I had the yellow wire in the yellow socket and the white wire in the orange socket.

I had the yellow wire in the yellow socket and the white wire in the orange socket. It made sense to me.

Today, Larry the Cable Guy dropped by. He looked at the modem and everything was green. He looked at the router, picked it up and unplugged the wires. A few seconds later he re-plugged the wires and within ten seconds the I-net was back and running. “Wait a minute, what did you do?”

“The wires were crossed and I put them back into the correct sockets.”

“Oh sheet, I had done the same thing when I was resetting and I crossed them when I plugged them back in.”

“Is there anything else I can do for you sir?”

“Yes, do not breathe a word about this matter to anyone.”

Cable Guy left within fifteen minutes after assuring himself that our TV’s were working.

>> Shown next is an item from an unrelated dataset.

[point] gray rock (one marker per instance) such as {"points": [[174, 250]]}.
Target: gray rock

I remembered a story from college. The professor who told it was an old guy like me now. His commission was to teach a class full of Mechanical Engineers something about electric motors. The story was about when he was young and got a call to consult on a large electric motor that the owner could not get started. He arrived, looked at the motor and asked the owner to get him a hammer. While he went to get the hammer, the Teacher switched two wires. The man comes back and hands him the hammer. The teacher hits the motor with the hammer and says, “Now try it.” The owner pushes the start button and the motor starts right up. A week later the owner gets a bill for a thousand dollars. In shock over the cost, the owner calls the teacher and asks him to itemize the bill so he can understand the charges. The teacher sends him the itemized bill: 1. Service call to check the motor and hit it with a hammer $300. 2. Knowing where to hit it $700.

Today, the cable guy had the knowledge and I didn’t.